MetaSAug: Meta Semantic Augmentation for Long-Tailed Visual Recognition

Shuang Li, Kaixiong Gong, et al.

IEEE Conference on Computer Vision and Pattern Recognition (CVPR), 2021. [CVPR 2021 PDF]

This repository contains the code of our CVPR 2021 work "MetaSAug: Meta Semantic Augmentation for Long-Tailed Visual Recognition".

Abstract

Real-world training data usually exhibits long-tailed distribution, where several majority classes have a significantly larger number of samples than the remaining minority classes. This imbalance degrades the performance of typical supervised learning algorithms designed for balanced training sets. In this paper, we address this issue by augmenting minority classes with a recently proposed implicit semantic data augmentation (ISDA) algorithm, which produces diversified augmented samples by translating deep features along many semantically meaningful directions. Importantly, given that ISDA estimates the classconditional statistics to obtain semantic directions, we find it ineffective to do this on minority classes due to the insufficient training data. To this end, we propose a novel approach to learn transformed semantic directions with metalearning automatically.

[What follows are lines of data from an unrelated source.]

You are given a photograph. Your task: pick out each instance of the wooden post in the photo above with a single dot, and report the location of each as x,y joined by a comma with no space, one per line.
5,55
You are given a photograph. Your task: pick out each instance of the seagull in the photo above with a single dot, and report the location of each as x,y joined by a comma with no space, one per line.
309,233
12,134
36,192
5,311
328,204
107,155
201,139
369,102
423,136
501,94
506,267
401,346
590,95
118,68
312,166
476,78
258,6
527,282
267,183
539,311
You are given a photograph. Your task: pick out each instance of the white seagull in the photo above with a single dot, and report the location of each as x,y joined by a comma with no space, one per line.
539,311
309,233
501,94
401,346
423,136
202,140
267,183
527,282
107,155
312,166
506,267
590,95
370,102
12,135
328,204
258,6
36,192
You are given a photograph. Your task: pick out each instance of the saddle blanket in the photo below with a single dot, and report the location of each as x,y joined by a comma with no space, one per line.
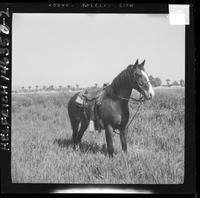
79,100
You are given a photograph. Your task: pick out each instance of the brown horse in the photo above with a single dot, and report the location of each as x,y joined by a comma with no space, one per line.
113,111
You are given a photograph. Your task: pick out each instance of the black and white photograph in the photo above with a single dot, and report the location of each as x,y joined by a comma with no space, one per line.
97,98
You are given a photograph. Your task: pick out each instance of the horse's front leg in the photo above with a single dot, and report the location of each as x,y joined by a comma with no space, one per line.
123,140
108,133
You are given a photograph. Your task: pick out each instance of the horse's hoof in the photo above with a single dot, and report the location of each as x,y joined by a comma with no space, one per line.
76,147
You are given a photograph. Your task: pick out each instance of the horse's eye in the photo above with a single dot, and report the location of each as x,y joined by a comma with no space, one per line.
140,82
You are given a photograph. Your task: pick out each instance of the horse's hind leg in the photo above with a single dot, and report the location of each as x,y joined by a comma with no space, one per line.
123,140
75,126
84,125
108,131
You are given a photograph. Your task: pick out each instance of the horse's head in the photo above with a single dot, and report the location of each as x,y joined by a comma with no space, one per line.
140,80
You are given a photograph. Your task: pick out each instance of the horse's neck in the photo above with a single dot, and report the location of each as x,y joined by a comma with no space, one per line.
121,88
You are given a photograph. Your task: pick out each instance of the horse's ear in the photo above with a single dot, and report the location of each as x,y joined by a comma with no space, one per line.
141,65
136,62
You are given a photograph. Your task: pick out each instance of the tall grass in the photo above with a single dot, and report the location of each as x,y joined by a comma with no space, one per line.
42,149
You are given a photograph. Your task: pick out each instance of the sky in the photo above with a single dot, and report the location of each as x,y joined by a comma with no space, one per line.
84,49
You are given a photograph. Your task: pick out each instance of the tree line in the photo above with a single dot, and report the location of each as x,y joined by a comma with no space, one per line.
155,81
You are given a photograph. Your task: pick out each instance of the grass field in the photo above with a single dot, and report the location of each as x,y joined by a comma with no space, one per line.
42,149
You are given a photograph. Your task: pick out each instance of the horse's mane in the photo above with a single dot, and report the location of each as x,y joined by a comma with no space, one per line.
122,79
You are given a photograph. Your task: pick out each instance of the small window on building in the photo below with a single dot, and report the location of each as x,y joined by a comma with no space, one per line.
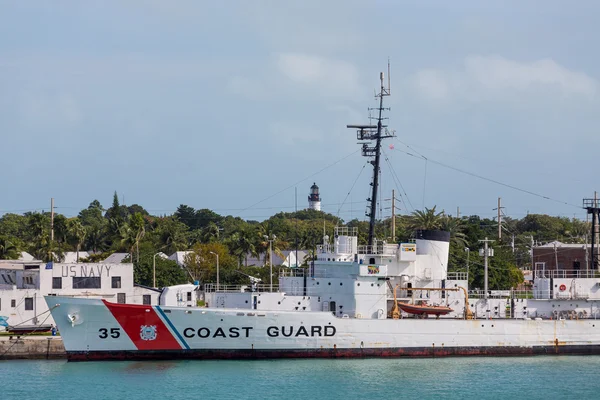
116,282
57,283
86,282
332,307
28,303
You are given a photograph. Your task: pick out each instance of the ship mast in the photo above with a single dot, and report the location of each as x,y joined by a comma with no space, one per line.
367,134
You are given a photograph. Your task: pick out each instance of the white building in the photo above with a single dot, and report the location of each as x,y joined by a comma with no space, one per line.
314,198
23,286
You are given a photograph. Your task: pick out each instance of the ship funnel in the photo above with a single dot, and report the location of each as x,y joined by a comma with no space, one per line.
432,251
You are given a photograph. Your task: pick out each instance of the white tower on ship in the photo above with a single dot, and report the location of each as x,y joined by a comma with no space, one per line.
314,199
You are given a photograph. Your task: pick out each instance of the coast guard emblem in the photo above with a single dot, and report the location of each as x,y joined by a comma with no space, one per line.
148,332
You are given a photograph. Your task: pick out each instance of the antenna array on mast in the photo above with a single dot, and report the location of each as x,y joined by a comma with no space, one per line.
366,135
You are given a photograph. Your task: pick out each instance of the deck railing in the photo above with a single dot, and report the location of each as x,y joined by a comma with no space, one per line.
212,287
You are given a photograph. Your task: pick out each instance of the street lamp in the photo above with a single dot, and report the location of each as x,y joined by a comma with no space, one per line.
216,255
273,237
154,270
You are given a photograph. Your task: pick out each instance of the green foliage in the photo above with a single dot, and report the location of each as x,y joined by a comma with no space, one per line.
168,273
9,249
132,229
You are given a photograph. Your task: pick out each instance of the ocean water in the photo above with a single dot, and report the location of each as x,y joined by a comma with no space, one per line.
548,377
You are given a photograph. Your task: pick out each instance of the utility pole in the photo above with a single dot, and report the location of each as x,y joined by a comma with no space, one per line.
591,205
499,218
532,252
52,219
394,215
486,252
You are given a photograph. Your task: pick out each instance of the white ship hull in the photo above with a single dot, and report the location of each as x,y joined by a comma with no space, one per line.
96,329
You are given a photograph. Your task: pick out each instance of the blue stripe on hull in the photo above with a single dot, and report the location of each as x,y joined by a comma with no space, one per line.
175,331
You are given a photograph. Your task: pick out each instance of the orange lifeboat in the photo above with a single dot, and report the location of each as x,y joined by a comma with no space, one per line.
424,309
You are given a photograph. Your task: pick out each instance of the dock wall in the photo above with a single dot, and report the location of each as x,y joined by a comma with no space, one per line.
32,347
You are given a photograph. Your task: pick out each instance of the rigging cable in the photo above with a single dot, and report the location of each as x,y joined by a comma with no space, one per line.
398,182
488,179
351,188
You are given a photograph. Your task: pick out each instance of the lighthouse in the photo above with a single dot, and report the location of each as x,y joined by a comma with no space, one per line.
314,200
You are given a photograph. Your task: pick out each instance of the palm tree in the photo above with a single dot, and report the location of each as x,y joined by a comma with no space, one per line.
172,234
137,223
78,232
455,227
210,233
427,219
96,238
8,250
241,245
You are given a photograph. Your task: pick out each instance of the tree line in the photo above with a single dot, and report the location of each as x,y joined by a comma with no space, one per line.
133,230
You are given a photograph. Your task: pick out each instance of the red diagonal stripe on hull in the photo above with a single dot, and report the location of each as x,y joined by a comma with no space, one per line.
132,317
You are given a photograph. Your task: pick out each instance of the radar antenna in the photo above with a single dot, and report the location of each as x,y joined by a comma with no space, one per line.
366,135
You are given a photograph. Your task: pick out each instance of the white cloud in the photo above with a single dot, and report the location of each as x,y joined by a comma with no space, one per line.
293,134
431,83
42,109
494,77
329,76
249,88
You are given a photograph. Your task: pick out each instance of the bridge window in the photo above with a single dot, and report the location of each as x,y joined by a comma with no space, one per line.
332,307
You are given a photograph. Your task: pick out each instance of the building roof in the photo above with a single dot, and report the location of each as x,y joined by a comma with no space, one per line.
25,256
70,257
115,258
179,257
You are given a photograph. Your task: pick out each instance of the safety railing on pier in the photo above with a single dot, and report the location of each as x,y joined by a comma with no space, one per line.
379,248
457,276
301,272
565,274
529,294
212,287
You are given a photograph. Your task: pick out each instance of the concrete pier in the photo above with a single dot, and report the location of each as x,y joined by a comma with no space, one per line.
31,347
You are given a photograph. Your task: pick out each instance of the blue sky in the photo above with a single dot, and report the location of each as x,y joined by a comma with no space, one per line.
231,105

In specific, the augmentation strategy during training is dynamically optimized, aiming to minimize the loss on a small balanced validation set, which is approximated via a meta update step. Extensive empirical results on CIFAR-LT-10/100, ImageNet-LT, and iNaturalist2017/2018 validate the effectiveness of our method

If you find this idea or code useful for your research, please consider citing our paper:

@inproceedings{li2021metasaug,
  title={Metasaug: Meta semantic augmentation for long-tailed visual recognition},
  author={Li, Shuang and Gong, Kaixiong and Liu, Chi Harold and Wang, Yulin and Qiao, Feng and Cheng, Xinjing},
  booktitle={Proceedings of the IEEE/CVF Conference on Computer Vision and Pattern Recognition},
  pages={5212--5221},
  year={2021}
}

Prerequisite

PyTorch >= 1.2.0
Python3
torchvision
PIL
argparse
numpy

Evaluation

We provide several trained models of MetaSAug for evaluation.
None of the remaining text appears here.